Truth

DRAMA; 2hr 5min

STARRING: Cate Blanchett, Robert Redford, Dennis Quaid, Topher Grace, Elizabeth Moss


Making news: Blanchett and Redford

It's any journalist's cold sweat–inducing nightmare. In the lead-up to US President George W. Bush's 2004 re-election, CBS 60 Minutes producer Mary Mapes (a sympathetically nuanced Blanchett) and esteemed anchor Dan Rather (Redford) aired a report essentially claiming that in 1972-73, Bush was let off lightly, induction- and performance-wise, by the Texas Air National Guard. Directly following the broadcast, the authenticity of documents used to substantiate it was called into question by multiple sources.

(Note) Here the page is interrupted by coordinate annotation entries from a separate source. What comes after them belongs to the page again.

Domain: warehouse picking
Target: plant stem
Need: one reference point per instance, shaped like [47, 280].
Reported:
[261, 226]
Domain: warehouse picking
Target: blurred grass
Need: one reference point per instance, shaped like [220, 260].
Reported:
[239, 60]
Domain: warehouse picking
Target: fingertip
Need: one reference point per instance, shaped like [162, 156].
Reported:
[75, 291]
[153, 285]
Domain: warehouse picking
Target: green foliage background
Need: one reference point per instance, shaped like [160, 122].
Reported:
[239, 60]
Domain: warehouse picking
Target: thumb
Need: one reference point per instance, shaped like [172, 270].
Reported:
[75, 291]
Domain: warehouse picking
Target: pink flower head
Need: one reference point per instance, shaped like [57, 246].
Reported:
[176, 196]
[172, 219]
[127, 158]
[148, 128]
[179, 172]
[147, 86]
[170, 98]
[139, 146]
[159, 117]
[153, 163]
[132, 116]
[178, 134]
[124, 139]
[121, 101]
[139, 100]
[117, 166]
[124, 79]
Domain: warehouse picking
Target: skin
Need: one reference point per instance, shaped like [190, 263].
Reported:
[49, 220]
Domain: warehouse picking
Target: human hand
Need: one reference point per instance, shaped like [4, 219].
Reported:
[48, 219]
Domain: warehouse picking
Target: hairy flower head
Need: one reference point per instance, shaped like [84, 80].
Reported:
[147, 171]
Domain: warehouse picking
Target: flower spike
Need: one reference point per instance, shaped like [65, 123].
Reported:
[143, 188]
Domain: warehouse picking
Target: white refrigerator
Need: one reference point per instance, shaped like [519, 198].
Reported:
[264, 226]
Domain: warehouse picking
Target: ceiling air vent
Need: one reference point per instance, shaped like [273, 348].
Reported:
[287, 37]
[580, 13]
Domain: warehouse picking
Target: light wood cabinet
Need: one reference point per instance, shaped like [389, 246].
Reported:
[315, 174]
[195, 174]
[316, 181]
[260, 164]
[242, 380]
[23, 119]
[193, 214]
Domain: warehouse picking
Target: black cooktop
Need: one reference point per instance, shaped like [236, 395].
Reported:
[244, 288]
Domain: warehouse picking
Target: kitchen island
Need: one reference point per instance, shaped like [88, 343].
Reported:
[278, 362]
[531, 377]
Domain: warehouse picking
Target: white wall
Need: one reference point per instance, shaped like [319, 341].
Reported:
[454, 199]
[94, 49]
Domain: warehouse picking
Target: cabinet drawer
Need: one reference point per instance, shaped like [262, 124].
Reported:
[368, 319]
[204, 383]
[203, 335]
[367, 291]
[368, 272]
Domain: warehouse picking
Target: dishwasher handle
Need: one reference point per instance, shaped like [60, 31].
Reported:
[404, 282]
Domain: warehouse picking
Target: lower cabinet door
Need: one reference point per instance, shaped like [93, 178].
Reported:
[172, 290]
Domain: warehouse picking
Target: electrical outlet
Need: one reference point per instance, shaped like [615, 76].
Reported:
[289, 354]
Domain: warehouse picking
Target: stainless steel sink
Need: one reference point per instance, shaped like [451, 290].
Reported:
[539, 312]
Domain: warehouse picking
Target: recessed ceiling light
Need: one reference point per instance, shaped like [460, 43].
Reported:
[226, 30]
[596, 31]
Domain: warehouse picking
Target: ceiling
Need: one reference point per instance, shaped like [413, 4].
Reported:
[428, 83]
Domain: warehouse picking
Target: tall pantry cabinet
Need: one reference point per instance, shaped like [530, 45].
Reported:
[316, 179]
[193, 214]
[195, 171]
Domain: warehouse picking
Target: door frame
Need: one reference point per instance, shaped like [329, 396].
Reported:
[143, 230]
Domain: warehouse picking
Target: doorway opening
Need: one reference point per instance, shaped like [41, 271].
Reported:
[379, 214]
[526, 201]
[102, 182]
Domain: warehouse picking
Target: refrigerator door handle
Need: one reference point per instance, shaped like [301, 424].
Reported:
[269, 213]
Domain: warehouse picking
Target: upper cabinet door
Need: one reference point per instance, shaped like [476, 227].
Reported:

In the end, Rather, Mapes and their researchers (Quaid, Grace and Moss) took the fall.

 

Writer-director James Vanderbilt's debut incisively establishes Mapes as (a) something of a strung-out wreck, then (b), flashing back, as the kind of rapier-sharp operator seemingly pressure-cooked in elite newsrooms. With just five days to prep the Bush story, Mapes and her hungry team work tongue-in-groove to responsibly bring it home. When they do, they're jubilant. But it's their bone-chilling comedown, adapted from Mapes's 2005 memoir, that forms the ugly hub of Vanderbilt's plainly outraged account, in which a genuine quest for accuracy is coldly subsumed by the character-assassinating mechanics of an ass-covering corporate culture.